I rewatched Aliens over the weekend, and man: that’s a pretty good movie!
I do have one other thought to share, though. And it’s this: you hear a lot about how influential the production design in Blade Runner was, and that certainly seems true. But within the context of the Alien franchise, most of the attention is paid to H. R. Giger’s creature designs. That seems to me to significantly underestimate the influence that the rest of the film’s designs have had. In particular its portrayal of the marines and their equipment has been embraced/stolen by virtually every science fiction videogame franchise since. Some of this is just pragmatic — it’s easy to make big, boxy vehicles; having an LED ammo counter on a weapon avoids the need for an extra HUD element — but to a large extent these ideas have been taken up because they’re just really good designs. At this point they’ve been reused so often that they more or less form the baseline for any depiction of futuristic infantry.

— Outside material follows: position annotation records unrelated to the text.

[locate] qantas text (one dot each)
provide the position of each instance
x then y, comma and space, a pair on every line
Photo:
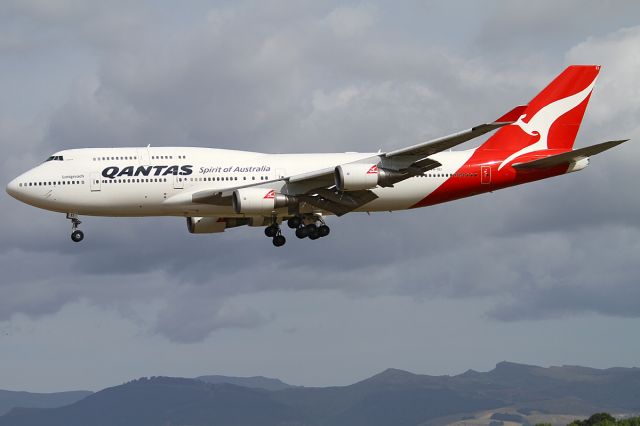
113, 171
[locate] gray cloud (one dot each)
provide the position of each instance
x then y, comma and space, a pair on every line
322, 78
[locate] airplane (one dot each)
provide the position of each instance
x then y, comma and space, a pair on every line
219, 189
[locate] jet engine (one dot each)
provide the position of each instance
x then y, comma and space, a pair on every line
205, 225
355, 177
258, 200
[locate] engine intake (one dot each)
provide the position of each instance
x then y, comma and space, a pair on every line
258, 200
356, 177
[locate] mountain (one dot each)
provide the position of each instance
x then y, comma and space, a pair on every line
508, 393
10, 399
163, 401
258, 382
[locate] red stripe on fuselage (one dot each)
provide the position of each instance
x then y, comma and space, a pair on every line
461, 185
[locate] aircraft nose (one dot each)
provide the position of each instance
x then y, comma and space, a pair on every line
13, 188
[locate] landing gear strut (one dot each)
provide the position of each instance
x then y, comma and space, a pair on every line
76, 234
309, 227
273, 231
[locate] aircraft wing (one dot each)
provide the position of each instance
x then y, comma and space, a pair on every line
567, 157
434, 146
317, 187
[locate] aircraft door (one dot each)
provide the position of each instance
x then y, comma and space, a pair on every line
485, 175
178, 182
95, 182
143, 156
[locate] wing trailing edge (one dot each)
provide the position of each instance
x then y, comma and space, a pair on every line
568, 157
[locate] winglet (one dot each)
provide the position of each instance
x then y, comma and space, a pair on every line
513, 115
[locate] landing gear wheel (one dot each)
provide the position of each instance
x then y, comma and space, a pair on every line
312, 231
279, 240
294, 222
271, 231
77, 235
323, 230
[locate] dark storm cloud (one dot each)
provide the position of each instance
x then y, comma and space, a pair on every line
320, 78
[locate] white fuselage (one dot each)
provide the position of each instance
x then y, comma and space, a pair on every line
150, 181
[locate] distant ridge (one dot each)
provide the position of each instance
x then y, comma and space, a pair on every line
511, 392
11, 399
258, 382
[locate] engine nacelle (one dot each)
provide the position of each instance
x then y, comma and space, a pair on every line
205, 225
258, 200
356, 176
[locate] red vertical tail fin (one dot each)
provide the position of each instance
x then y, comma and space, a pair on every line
552, 119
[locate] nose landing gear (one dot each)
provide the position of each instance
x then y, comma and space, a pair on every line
76, 234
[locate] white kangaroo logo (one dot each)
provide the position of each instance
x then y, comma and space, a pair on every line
542, 121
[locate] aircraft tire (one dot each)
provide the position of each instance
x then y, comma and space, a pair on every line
279, 240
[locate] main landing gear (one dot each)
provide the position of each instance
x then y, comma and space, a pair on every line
311, 226
273, 231
76, 234
307, 226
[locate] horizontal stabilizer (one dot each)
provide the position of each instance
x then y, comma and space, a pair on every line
568, 157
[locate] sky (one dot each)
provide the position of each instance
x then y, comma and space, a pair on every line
547, 273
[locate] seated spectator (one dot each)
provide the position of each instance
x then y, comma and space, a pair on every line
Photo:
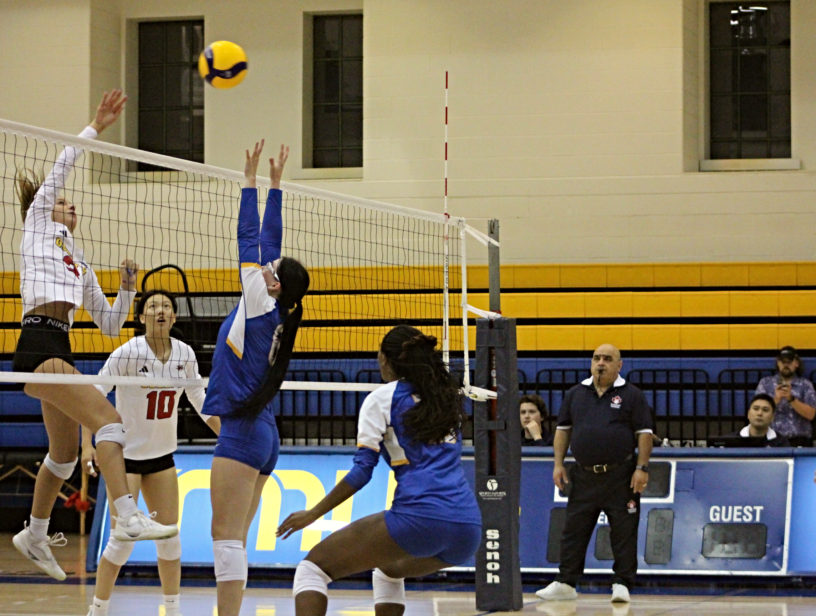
533, 410
794, 396
760, 414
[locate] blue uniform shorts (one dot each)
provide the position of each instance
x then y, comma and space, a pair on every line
453, 542
254, 442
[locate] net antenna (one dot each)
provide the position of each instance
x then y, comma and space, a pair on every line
446, 254
470, 390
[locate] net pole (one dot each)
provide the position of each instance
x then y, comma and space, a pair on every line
465, 343
446, 248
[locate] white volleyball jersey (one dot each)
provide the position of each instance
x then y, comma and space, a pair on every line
149, 412
52, 268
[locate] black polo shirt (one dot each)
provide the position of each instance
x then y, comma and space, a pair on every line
604, 430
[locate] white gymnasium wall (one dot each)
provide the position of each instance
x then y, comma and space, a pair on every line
577, 123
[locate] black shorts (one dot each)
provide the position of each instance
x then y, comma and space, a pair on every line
41, 338
148, 467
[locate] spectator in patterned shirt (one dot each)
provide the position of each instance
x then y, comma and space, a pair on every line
794, 396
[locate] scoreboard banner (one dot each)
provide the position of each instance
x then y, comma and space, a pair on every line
701, 515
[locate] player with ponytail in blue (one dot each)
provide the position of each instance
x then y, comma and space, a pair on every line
251, 356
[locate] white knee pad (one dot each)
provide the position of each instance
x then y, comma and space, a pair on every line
229, 556
308, 576
387, 589
168, 549
63, 471
115, 433
117, 551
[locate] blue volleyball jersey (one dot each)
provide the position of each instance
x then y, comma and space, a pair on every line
430, 479
245, 338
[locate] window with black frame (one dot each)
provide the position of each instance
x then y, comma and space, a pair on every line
171, 93
337, 91
749, 80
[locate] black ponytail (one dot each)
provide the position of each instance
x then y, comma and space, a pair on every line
412, 356
294, 281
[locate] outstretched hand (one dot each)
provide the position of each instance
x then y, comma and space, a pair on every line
109, 109
251, 164
128, 271
276, 166
294, 522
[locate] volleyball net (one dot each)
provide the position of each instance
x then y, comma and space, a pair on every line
372, 265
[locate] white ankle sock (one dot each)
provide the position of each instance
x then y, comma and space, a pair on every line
125, 506
100, 607
172, 605
38, 528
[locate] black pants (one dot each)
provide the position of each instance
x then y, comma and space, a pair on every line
592, 493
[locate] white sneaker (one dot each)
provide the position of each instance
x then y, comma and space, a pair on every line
139, 526
620, 594
557, 591
39, 552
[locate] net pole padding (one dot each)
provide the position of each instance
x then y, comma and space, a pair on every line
177, 164
497, 453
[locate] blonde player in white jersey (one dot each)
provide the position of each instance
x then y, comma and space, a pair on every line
149, 414
55, 280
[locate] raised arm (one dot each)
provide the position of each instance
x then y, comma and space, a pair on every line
272, 229
111, 318
108, 111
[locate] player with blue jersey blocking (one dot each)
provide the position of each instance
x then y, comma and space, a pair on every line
252, 353
413, 422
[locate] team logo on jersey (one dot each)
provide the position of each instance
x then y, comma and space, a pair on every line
70, 265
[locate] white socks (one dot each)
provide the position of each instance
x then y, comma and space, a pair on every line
125, 506
38, 528
99, 607
172, 605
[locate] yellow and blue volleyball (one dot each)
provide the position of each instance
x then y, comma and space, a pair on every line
223, 64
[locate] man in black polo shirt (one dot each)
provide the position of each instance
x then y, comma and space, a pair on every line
604, 418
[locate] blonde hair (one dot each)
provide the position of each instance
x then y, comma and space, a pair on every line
27, 183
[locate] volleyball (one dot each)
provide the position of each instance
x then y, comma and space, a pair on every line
223, 64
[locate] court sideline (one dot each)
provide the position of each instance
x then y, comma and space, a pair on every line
23, 591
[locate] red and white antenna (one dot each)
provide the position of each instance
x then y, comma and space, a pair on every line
446, 253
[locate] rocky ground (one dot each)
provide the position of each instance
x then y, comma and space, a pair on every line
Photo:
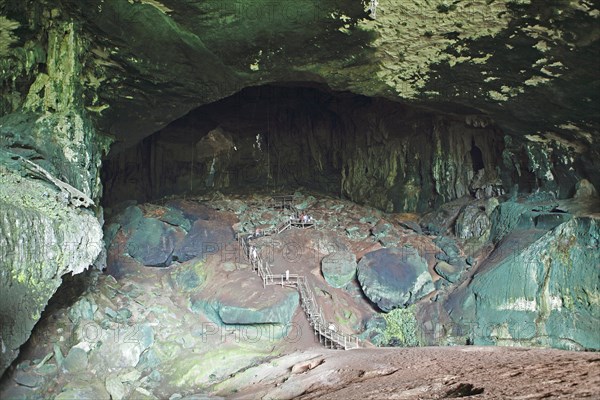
178, 313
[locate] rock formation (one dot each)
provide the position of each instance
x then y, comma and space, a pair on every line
408, 107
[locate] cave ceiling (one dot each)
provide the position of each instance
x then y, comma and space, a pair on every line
530, 66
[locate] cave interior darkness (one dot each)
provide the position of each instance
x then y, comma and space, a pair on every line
281, 138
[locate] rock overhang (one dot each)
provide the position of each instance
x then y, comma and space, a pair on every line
528, 65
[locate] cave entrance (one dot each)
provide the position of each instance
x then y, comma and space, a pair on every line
279, 139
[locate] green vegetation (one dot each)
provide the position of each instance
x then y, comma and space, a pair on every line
401, 328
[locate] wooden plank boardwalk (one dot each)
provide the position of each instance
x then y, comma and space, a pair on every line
326, 332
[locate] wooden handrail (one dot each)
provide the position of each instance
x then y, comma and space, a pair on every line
313, 311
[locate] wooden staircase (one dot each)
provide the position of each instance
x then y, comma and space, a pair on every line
326, 332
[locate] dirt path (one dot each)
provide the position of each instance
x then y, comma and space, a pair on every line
424, 373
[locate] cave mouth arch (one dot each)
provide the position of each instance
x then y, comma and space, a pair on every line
300, 135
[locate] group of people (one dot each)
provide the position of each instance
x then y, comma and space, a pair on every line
303, 218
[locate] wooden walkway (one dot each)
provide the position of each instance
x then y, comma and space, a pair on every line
326, 332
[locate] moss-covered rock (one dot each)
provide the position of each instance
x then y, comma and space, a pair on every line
41, 239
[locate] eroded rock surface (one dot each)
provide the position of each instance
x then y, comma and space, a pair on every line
394, 277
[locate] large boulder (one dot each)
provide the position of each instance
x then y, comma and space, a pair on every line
339, 268
473, 222
41, 239
204, 238
394, 277
533, 290
153, 242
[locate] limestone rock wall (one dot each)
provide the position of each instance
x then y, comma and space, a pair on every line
44, 118
41, 239
537, 289
371, 151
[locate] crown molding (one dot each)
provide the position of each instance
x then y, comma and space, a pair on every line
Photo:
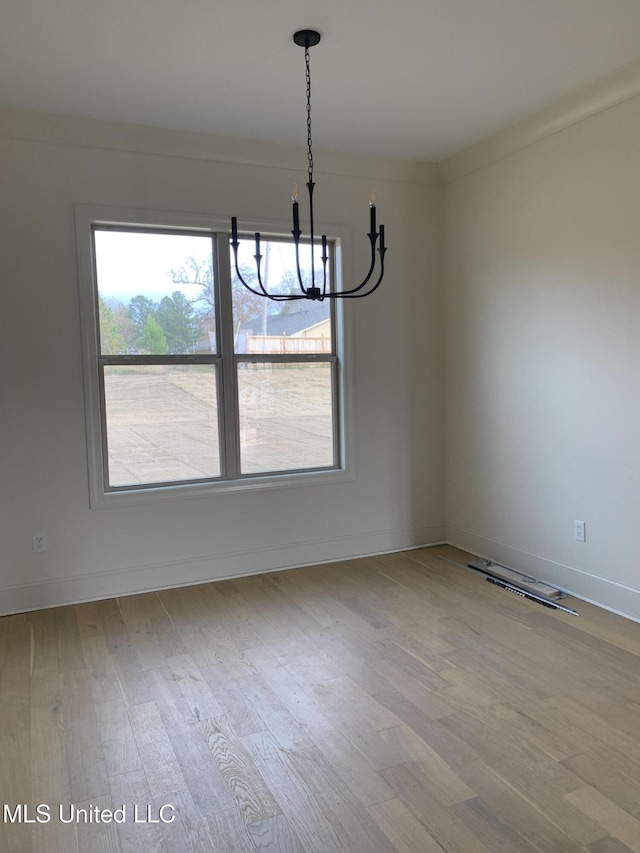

Now of course both BR and the first Alien movie were directed by Ridley Scott, so it makes no sense to propose an under/overrated auteur dynamic. Aliens was helmed by James Cameron, and as a sequel it’s necessarily more of an evolution of the preceding movie’s aesthetic (which itself was less original than BR) than an original universe. But I’d argue that while BR had an immediate impact on the people making our popular culture, Aliens was quietly internalized by a generation of future game designers who have only recently begun making their presence known as both they, and their chosen medium, have come of age.